I am really trying to digest this paper, but the more I read it again, the more I realize that I never fully understood it.
Basically, I am trying to get an example where I can check the similarities between (28) and (29) to see I am doing things properly.
Here are some important parts that I am try to follow:
- Eq 28 and Eq 29
- I am using DCT-II as $T_a$ and $T_b$ and iDCT-I as $T_c$. Thus according to the paper, I must use the extensions HSHS on both $x$ and $y$, them the output will be a circular convolution of their extended versions
- Then, we should be able to match this output by applying a multiplication operations on DCT representation of their unextended versions.

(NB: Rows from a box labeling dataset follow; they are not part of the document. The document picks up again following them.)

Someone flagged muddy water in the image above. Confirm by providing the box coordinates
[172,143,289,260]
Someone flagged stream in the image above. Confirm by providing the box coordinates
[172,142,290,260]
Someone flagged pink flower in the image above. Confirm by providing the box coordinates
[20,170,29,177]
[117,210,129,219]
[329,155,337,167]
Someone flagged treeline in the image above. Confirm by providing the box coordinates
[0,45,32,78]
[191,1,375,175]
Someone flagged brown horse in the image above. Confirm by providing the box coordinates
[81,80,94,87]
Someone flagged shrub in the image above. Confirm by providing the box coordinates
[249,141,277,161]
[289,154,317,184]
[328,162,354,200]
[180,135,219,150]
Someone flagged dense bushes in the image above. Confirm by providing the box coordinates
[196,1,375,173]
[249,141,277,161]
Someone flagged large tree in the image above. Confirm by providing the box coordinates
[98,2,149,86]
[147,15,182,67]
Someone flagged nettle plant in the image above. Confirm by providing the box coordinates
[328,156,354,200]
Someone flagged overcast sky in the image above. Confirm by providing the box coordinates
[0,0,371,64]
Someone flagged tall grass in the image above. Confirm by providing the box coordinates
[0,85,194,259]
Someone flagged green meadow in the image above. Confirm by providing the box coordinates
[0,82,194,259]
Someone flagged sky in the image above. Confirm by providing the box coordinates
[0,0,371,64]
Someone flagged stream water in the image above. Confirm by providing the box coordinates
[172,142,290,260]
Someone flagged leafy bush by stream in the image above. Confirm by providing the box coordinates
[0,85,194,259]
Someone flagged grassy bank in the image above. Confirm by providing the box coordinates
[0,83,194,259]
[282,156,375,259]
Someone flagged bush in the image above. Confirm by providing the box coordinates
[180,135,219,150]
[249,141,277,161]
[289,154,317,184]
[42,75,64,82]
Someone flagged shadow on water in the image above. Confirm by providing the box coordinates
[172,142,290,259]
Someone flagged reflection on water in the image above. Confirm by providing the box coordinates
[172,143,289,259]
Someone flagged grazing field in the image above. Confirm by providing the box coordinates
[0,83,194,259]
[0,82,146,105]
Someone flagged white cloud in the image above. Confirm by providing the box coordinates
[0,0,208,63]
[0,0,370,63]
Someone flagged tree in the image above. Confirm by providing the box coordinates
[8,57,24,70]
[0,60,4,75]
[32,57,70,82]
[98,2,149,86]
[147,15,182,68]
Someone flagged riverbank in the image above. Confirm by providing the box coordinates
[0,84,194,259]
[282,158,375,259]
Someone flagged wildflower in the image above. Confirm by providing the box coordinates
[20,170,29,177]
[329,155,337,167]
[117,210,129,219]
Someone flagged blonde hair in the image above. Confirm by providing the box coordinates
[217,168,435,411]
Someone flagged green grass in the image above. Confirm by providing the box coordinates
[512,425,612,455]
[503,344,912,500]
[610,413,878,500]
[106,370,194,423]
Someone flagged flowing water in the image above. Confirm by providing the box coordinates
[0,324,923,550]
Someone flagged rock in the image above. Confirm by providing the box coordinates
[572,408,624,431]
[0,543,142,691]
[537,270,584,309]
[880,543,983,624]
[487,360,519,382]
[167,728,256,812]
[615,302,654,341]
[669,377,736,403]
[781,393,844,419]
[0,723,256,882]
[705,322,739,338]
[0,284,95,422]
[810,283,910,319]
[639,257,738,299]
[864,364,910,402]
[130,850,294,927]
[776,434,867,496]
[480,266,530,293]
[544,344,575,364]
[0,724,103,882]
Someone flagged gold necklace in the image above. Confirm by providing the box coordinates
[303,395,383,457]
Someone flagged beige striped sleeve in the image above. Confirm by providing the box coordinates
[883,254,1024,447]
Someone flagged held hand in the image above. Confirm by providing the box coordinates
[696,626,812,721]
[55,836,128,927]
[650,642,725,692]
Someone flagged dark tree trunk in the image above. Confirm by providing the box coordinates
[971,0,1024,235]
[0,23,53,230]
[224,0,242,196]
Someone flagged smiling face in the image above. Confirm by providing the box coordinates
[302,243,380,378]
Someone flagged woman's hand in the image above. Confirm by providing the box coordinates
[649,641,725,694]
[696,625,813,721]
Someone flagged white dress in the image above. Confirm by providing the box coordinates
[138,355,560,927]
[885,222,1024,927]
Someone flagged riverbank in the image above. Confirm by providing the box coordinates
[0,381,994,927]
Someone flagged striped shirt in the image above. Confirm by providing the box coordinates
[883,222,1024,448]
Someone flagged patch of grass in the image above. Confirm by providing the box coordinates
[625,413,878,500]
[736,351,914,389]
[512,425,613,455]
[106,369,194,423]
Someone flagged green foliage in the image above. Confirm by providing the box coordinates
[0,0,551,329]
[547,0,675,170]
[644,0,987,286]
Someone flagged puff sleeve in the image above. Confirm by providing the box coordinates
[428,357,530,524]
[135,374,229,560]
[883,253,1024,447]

- However, when I get to reproduce this, I don't see this resemblance.
- There is no window $\mathcal{R}(n)$ I could extract from the first output bellow, that would match the second one.
- It could be that the output values using the transforms would needed to be scaled, somehow, but even doing so, it would not change their shape in the plot, which I am using to compare both outputs.
- According to the paper, I should get an extra sample on the approach using the transforms, since it outputs on the interval [-1, N-1], I am also not sure where that comes from.
In short: How to properly interpret and demonstrate this correspondence between (28) and (29) this combination of $T_a = T_b = \text{DCT-II}$ and $T_c = \text{DCT-I}$?